Autrement dit, Brune aime et embrasse un autre homme. Il sait bien que c’est du théâtre, que dans mimer le réel il y a mimer. Mais il ne peut s’empêcher de se poser des questions. Est-ce possible de répéter encore et encore une telle scène sans que les sentiments interprétés imbibent nos émotions ? Peut-on à la longue, colorier de vérité un « faux baiser » ? Les baisers matinaux qu’il échange avec Brune sur le pas de la porte ne seraient-ils pas devenus paradoxalement les répétitions des baisers joués sur scène ? Lorsqu’il s’agit de jouer l’amour, la vie privée devient-elle une coulisse ? Est-ce que le pourvoyeur de faux baisers est lui aussi invité à cette putain de soirée argentine ? 

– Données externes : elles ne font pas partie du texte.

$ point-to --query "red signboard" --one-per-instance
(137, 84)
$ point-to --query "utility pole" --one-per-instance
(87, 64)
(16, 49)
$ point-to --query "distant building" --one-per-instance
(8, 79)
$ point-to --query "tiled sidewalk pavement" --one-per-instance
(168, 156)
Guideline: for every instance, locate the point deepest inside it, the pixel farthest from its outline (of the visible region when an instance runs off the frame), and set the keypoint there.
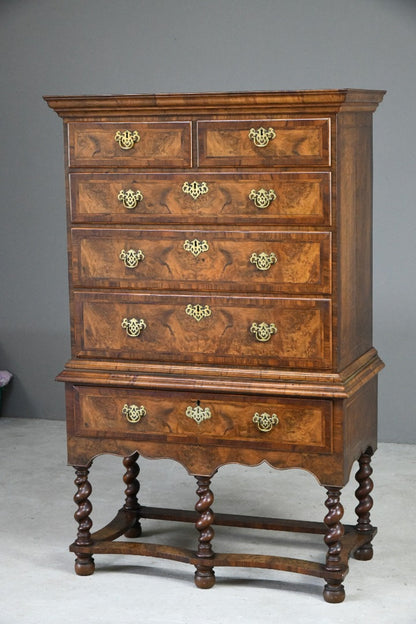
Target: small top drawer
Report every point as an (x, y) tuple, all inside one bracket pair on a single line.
[(263, 142), (144, 144)]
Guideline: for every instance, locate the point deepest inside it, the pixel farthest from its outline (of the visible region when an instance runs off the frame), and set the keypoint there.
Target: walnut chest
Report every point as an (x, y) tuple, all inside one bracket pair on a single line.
[(221, 306)]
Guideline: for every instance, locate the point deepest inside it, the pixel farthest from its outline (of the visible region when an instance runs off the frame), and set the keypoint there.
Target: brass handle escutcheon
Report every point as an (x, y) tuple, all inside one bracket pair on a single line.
[(263, 331), (195, 189), (130, 198), (133, 326), (195, 246), (131, 257), (133, 413), (197, 413), (261, 136), (198, 312), (262, 198), (265, 422), (126, 139), (263, 261)]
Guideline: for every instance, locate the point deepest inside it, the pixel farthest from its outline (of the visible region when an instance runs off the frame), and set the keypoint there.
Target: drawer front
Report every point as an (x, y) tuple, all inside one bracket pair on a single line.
[(262, 261), (264, 142), (142, 144), (294, 425), (282, 198), (232, 330)]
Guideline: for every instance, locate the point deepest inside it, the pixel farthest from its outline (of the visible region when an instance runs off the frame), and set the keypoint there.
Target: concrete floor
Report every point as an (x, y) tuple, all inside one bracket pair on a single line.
[(38, 585)]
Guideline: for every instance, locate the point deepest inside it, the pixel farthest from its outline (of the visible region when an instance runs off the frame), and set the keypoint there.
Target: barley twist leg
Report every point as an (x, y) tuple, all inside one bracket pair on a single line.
[(365, 504), (84, 563), (334, 590), (132, 488), (204, 575)]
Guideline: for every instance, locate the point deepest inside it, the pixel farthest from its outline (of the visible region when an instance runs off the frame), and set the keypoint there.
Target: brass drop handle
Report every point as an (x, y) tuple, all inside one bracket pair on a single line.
[(126, 139), (133, 413), (262, 198), (263, 331), (263, 261), (130, 198), (195, 246), (261, 136), (131, 257), (133, 326), (198, 311), (197, 413), (265, 422), (195, 189)]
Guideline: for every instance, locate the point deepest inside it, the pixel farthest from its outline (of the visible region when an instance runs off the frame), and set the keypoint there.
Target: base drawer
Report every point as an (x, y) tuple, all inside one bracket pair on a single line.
[(273, 423)]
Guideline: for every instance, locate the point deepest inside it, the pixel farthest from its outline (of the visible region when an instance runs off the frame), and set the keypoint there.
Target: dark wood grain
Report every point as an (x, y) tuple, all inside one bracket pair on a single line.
[(301, 260), (298, 142), (302, 335), (161, 144), (313, 384), (301, 198)]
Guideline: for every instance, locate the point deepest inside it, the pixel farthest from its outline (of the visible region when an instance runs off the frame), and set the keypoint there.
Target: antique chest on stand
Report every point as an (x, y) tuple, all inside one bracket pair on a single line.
[(221, 307)]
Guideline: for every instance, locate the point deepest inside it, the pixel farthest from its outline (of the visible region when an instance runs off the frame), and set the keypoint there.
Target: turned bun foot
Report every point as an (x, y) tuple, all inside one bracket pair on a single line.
[(204, 579), (334, 593), (84, 566), (364, 553)]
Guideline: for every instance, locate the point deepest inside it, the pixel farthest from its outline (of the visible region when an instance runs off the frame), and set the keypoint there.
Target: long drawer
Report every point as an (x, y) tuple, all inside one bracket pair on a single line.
[(273, 423), (264, 142), (141, 144), (247, 331), (261, 261), (275, 198)]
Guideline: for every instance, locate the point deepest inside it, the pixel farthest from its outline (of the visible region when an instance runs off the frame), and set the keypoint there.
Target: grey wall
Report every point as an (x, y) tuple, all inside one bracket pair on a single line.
[(144, 46)]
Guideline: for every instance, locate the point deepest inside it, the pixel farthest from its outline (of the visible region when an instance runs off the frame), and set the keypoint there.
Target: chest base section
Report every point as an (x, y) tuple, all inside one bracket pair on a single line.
[(205, 430)]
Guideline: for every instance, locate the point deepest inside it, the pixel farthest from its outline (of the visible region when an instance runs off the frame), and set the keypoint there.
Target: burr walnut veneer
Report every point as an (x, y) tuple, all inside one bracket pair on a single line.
[(221, 308)]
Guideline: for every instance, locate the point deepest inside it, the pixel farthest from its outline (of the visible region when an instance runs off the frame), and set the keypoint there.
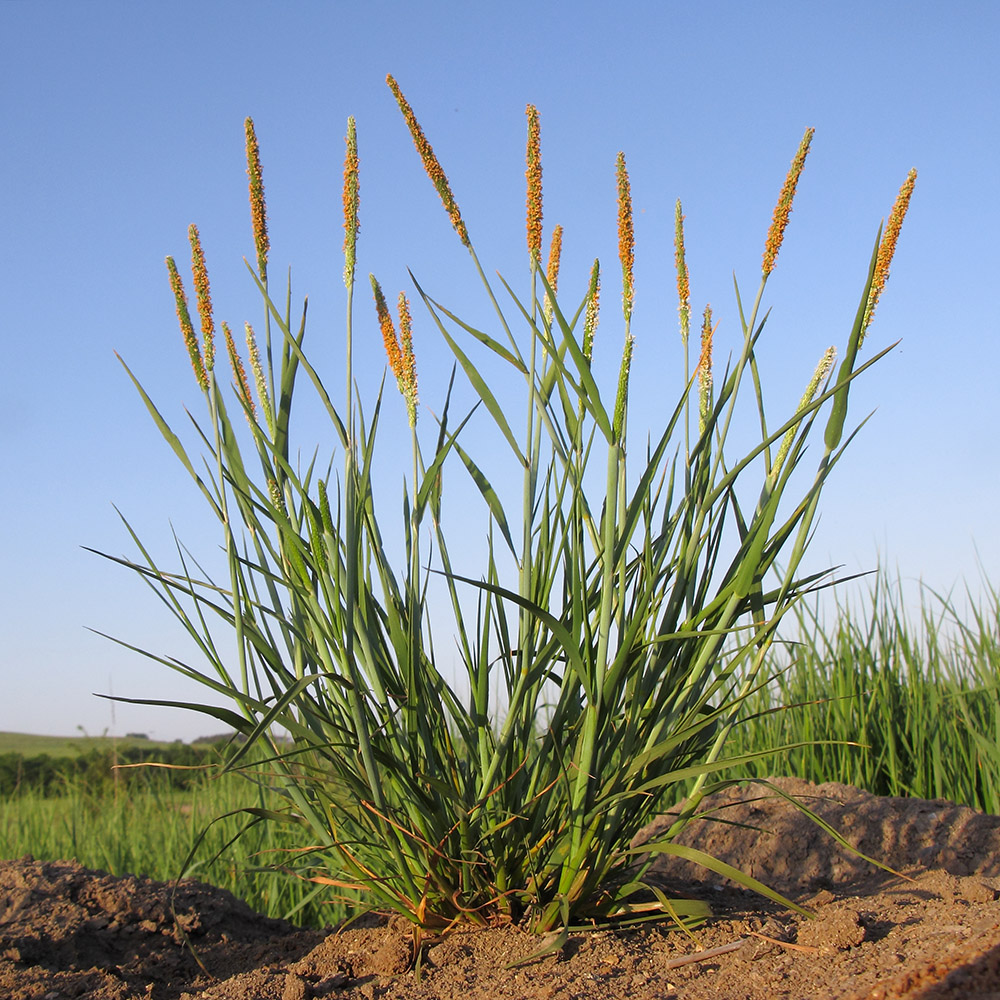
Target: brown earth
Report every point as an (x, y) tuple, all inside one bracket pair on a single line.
[(68, 932)]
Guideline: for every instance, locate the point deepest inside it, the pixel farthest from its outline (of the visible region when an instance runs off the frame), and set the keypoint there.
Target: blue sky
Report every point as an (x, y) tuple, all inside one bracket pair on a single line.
[(122, 123)]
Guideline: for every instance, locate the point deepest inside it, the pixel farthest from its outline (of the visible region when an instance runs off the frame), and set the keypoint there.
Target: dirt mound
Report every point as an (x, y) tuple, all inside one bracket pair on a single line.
[(68, 932)]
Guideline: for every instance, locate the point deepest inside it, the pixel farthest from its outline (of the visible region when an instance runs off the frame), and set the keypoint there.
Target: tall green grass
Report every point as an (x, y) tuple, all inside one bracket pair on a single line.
[(621, 610), (916, 693)]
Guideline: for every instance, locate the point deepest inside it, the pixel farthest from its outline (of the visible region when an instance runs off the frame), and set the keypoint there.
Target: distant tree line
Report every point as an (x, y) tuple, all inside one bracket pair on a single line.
[(94, 771)]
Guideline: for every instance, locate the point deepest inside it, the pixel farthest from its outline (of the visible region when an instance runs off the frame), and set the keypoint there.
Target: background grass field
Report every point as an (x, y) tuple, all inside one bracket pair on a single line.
[(921, 695)]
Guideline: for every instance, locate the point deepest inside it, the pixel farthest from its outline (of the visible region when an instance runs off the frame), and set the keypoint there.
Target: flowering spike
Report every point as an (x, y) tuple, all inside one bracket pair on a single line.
[(187, 330), (705, 371), (887, 247), (204, 297), (258, 376), (621, 399), (406, 378), (239, 372), (783, 209), (430, 161), (392, 348), (258, 208), (683, 285), (351, 202), (626, 237), (552, 271), (819, 375), (534, 177), (591, 316)]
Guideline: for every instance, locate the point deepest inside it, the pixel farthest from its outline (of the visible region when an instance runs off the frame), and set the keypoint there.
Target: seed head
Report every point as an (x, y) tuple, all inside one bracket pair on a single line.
[(203, 296), (621, 399), (430, 161), (591, 316), (406, 379), (552, 271), (819, 375), (258, 208), (683, 286), (626, 237), (705, 371), (239, 372), (534, 177), (401, 360), (887, 247), (351, 202), (783, 209), (258, 376), (187, 330)]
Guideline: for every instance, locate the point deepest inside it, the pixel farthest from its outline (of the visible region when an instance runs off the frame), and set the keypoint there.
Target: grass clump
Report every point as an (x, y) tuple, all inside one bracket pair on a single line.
[(603, 673)]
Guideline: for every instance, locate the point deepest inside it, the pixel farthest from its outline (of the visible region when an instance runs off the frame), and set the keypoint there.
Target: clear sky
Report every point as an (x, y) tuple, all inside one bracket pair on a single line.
[(122, 122)]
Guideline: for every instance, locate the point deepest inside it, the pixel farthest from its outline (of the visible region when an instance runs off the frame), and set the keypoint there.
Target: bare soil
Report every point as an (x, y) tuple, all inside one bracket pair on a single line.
[(69, 932)]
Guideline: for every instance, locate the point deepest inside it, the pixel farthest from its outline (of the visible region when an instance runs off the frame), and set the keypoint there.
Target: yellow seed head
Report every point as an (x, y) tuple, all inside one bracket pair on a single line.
[(187, 329), (534, 177), (258, 376), (277, 500), (406, 378), (621, 399), (351, 202), (783, 209), (258, 207), (705, 371), (591, 316), (203, 297), (818, 377), (626, 237), (683, 285), (239, 372), (887, 247), (552, 271), (389, 340), (430, 161)]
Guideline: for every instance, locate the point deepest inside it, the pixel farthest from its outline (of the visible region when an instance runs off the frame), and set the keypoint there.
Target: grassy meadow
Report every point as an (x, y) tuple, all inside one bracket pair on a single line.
[(921, 694)]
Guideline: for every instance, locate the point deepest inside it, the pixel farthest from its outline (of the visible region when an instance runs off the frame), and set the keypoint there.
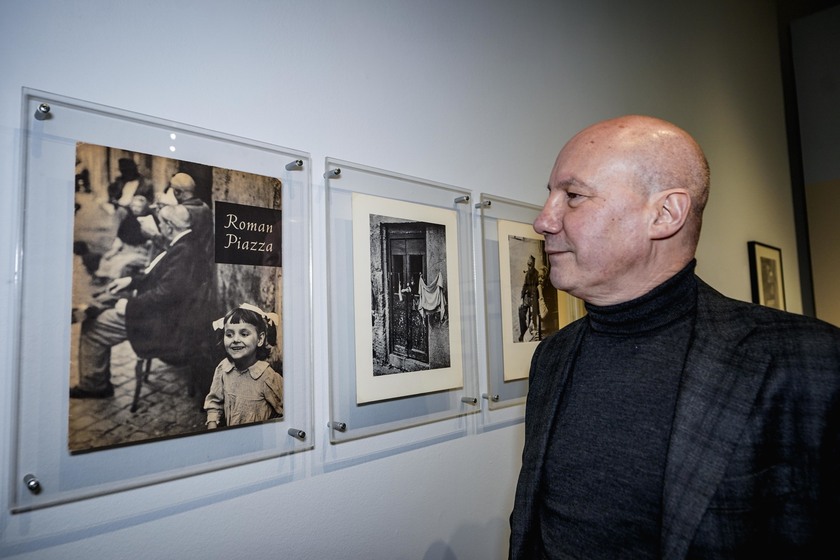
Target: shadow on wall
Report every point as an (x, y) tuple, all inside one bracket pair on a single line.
[(466, 542)]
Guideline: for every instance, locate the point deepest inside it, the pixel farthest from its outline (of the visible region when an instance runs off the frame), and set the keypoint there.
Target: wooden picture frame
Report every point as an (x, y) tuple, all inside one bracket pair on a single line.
[(766, 275)]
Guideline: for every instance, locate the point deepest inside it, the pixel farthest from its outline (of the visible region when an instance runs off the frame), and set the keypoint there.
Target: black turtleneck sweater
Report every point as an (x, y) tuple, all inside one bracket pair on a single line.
[(605, 460)]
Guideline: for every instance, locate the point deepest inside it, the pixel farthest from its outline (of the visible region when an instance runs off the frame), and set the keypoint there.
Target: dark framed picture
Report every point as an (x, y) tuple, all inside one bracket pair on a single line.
[(766, 277)]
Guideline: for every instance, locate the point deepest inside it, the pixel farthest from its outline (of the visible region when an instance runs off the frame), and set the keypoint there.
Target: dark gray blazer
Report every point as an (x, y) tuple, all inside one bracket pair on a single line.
[(753, 466)]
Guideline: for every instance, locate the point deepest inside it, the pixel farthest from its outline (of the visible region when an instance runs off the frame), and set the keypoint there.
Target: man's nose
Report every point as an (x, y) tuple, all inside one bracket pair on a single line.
[(548, 220)]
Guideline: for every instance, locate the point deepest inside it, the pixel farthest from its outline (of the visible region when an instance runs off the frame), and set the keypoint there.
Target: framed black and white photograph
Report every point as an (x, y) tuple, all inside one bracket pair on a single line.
[(521, 306), (399, 288), (529, 301), (407, 314), (766, 275), (158, 260), (153, 343)]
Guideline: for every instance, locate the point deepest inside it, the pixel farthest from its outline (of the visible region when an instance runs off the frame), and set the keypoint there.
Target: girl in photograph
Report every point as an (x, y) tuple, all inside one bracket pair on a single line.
[(245, 388)]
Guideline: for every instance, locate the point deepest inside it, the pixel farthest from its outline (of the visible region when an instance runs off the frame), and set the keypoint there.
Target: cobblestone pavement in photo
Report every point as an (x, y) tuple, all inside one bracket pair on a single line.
[(165, 408)]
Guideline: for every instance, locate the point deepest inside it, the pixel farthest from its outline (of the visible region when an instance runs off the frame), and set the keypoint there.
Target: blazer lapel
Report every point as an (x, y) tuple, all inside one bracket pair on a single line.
[(720, 381)]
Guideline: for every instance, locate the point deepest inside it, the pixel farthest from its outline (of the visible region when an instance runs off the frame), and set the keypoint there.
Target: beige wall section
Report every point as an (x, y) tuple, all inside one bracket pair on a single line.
[(823, 203)]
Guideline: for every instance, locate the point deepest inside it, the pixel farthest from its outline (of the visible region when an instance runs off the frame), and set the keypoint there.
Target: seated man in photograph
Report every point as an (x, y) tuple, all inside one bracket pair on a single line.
[(154, 310)]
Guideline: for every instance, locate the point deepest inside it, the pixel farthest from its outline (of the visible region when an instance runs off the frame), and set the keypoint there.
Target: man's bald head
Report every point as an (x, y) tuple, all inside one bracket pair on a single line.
[(659, 154)]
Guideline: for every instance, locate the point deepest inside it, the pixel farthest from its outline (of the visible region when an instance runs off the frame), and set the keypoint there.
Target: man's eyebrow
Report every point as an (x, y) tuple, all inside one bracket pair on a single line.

Nino prit son portable pour se changer les idées. Son écran l’informe qu’il est vingt-deux heures, Brune est partie à sa soirée depuis maintenant une heure. Parmi les notifications apparues sur son téléphone, la plus récente retint son attention : « Le Monde : Un homme âgé renversé par une voiture, sauvé par un jeune médecin interne déguisé en vieux monsieur moustachu ». Intrigué, il clique sur l’info et lit avec curiosité l’étonnant fait divers.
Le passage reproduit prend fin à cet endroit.